The Belgian journalist and writer René Gaffé (1887-1968) assembled a fine and varied collection of modern art, particularly of the Dada and Surrealist movements, as well as African and Oceanic art.


The estate of the artist
By inheritance to Paul Cézanne fils, Aix-en-Provence and Paris
Part of a group of watercolours acquired from him on 11 March 1907 by the Galerie Bernheim-Jeune et Cie., Paris
Paul Cassirer, Berlin, in 1914
Marx collection, Paris
Anonymous sale, Paris, Hôtel Drouot [Bellier], 15 June 1938, lot 4
Dr. Jacques Soubies, Paris
His posthumous sale, Paris, Hôtel Drouot [de Cagny & Ader], 13 December 1940, lot 3 (sold for 21,100 FF)
René Gaffé, Brussels and Cagnes-sur-Mer
Probably acquired from him by a private collection, France
Anonymous sale, Paris, Christie’s, 23 March 2017, lot 139
Private collection.


Lionello Venturi, Cézanne: Son art - son oeuvre, Paris, 1936, Vol.I, p.276, no.1095, Vol.II, pl.317 (where dated 1895-1900); John Rewald, Paul Cézanne. The Watercolours: A Catalogue Raisonné, London and New York, 1983, p.178, no.383, illustrated fig.383 (where dated 1890-1895); Guy-Patrice and Floriane Dauberville, Cezanne: Paul Cezanne chez Bernheim-Jeune, Paris, 2020, Vol.I, p.95 (installation photograph as exhibited in 1914), p.126 (installation photograph as exhibited in 1931), Vol.II, pp.1092-1093, no.413; Walter Feilchenfeldt, Jayne Warman and David Nash, The Paintings, Watercolors and Drawings of Paul Cézanne: An Online Catalogue Raisonné [], no.FWN 1757 (where dated 1890-1895).


Paris, Galerie Bernheim-Jeune & Cie., Aquarelles & Pastels de Cézanne, H.-E. Cross, Degas, Jongkind, Camille Pissarro, K.-X. Roussel, Paul Signac, Vuillard, 1909, no.2 (‘La femme à la mante.’); London, Grafton Galleries, Second Post-Impressionist Exhibition, 1912, no.172 (‘La femme à la mante (aquarelle)’, lent by Bernheim-Jeune); London, Grafton Galleries, Second Post-Impressionist Exhibition: Re-arrangement, January 1913, no.192 (‘La femme à la mante (aquarelle)’, lent by Bernheim-Jeune); Brussels, La Libre Esthétique, Interprétations du Midi: Exposition de La Libre Esthétique à Bruxelles, 1913, no.53; Paris, Galerie Bernheim-Jeune & Cie., Exposition Cézanne, 1914; Bremen, Kunsthalle Bremen, Internationale Ausstellung, February-March 1914, no.425 (‘Dame im Mantel (Aquarell)’, lent by Bernheim-Jeune and priced at 2,000 Marks); Dresden, Galerie Ernst Arnold, Französische Malerei des XIX. Jahrhunderts, April 1914, no.111 (‘Frau mit Pelerine’); Berlin, Paul Cassirer, Cézanne-Ausstellung.
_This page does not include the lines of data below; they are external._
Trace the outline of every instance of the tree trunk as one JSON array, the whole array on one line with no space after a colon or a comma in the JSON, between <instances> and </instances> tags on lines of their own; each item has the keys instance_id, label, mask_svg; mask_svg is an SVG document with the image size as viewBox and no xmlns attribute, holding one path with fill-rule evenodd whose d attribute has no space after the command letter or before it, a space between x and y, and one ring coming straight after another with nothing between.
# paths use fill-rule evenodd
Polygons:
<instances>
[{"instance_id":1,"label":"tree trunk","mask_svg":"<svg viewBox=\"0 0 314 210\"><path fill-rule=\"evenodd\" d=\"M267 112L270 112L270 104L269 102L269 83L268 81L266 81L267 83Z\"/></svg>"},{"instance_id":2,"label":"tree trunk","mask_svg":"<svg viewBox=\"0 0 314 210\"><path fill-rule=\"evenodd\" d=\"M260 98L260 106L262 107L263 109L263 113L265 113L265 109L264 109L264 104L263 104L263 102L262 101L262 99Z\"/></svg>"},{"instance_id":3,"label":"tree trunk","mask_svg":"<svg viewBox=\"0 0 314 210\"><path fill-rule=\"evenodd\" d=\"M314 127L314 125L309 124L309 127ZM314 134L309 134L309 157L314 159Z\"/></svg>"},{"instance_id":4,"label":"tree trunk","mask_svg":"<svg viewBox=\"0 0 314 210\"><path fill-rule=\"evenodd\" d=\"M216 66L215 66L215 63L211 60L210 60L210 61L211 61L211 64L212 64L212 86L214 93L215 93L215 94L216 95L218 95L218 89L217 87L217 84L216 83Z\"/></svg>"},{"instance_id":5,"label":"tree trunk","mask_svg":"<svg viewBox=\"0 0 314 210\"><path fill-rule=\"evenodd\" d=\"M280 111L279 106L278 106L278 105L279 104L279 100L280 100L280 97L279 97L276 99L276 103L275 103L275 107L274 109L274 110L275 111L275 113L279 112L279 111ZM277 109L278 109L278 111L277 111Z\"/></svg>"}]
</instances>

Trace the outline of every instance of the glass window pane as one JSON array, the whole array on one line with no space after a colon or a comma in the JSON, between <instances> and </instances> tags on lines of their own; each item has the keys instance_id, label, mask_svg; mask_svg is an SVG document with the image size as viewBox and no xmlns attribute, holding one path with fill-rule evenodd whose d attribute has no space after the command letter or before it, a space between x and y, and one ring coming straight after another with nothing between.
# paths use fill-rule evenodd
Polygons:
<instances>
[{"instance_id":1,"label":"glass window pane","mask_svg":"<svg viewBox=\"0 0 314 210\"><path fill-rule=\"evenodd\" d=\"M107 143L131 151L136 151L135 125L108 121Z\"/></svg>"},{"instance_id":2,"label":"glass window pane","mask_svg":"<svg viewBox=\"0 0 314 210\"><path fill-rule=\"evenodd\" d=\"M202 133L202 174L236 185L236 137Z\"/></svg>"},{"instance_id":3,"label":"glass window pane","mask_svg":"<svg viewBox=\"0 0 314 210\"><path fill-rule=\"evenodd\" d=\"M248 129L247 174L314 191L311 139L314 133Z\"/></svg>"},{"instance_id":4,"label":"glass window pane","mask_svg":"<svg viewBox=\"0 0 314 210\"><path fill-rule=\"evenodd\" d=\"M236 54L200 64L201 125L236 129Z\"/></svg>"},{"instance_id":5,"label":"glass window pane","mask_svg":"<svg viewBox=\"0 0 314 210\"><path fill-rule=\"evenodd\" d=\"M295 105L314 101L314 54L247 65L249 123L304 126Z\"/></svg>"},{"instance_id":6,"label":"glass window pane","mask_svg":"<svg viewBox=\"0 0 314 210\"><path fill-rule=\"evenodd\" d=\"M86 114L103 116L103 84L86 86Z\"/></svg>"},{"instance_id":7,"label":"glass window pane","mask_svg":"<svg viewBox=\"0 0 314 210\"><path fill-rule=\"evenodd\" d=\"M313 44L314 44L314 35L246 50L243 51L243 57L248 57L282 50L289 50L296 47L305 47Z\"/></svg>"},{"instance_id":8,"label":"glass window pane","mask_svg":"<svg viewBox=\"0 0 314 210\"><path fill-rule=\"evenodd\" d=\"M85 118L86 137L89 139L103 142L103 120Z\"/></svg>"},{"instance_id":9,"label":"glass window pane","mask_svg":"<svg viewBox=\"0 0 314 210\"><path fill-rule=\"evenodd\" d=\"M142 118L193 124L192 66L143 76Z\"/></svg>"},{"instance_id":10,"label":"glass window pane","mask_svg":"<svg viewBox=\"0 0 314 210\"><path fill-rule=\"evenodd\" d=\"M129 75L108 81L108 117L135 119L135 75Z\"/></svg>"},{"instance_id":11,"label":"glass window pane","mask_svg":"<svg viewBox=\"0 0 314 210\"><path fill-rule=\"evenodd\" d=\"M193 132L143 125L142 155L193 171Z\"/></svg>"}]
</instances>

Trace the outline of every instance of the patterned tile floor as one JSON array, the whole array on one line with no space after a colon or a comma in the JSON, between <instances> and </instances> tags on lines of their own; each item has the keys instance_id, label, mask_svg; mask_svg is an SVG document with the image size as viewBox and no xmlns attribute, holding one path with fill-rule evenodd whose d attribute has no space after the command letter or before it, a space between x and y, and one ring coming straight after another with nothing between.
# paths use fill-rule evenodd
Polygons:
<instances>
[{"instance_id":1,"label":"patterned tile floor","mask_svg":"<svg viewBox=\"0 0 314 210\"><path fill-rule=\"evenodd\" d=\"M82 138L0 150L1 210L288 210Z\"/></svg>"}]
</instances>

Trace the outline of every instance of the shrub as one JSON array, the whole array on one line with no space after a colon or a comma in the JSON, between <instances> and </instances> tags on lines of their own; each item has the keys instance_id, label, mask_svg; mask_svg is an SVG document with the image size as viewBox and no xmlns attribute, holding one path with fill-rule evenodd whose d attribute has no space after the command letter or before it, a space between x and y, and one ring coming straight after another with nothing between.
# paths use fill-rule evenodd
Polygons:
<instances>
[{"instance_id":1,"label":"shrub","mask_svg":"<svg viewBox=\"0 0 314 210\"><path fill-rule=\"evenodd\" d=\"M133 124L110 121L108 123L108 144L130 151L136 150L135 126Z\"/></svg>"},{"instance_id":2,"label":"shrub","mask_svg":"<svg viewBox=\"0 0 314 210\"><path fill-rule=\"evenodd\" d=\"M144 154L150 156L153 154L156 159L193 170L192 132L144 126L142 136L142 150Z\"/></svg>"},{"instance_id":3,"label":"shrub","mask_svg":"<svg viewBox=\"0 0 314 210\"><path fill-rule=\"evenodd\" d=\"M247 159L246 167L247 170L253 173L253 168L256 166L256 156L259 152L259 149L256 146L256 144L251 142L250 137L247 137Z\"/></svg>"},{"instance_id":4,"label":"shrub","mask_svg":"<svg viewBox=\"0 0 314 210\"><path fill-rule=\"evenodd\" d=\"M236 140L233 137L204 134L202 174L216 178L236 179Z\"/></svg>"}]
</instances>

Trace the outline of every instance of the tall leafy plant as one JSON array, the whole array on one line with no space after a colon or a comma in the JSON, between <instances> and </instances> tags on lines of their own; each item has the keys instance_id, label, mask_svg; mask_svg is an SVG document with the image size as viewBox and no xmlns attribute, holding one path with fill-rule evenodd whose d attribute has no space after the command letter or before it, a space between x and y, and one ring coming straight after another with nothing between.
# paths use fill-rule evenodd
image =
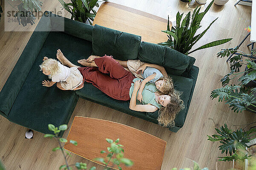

Cézannes Werke in deutschem Privatbesitz: Gemälde, Aquarelle, Zeichnungen, November-December 1921, no.61 (‘Die Frau mit dem Mantel’, lent by Paul Cassirer); Berlin, Galerie Alfred Flechtheim, Cézanne, Aquarelle und Zeichnungen; Bronzen von Edgar Degas, May-June 1927, no.34 (‘La Mante’); Paris, Galerie Bernheim-Jeune & Cie., 6ème Rétrospective Cézanne, May 1931; Paris, Galerie Bernheim-Jeune & Cie., Quarante aquarelles par Cézanne, April - May 1938.